In a perfect tetrahedral molecule there is a central atom attached to four other atoms which lie on the vertices of a perfect tetrahedron. If the central atom is at the coordinate origin and the molecule rests on the plane $z=-h$ then what would be the coordinates of the other atoms, assuming a bond length of $1$ unit? Find the scalar products between the vectors joining the origin to each atom and hence the value of $h$. It is usually stated that the angles each of these bonds make is $109.5^\circ$; however, this is only an approximation. What is the exact value of the bond angle in a perfect tetrahedron? If the perfect tetrahedron is deformed slightly, how many of the bond angles could be exactly $109.5^\circ$? How would it be deformed to achieve this? Would the other bond angles increase or decrease under such a deformation?
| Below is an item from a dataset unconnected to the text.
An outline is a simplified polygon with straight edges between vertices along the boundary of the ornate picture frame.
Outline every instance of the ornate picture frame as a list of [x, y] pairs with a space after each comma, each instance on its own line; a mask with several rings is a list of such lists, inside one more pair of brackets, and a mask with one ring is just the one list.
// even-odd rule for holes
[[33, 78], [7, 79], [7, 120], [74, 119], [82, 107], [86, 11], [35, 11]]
A perfect trigonal pyramidal molecule is the same as a perfect tetrahedral molecule with a single outer atom removed. Ammonia NH$_3$ is approximately a trigonal pyramid with bond angle $107.5$. Does this correspond to a lengthening or shortening of the bonds relative to a perfect structure? By what percentage? If the H atoms were fixed and a vertical force were applied downwards to the N atom in the diagram, would the bond angles increase or decrease? What would be the maximum possible angle mathematically?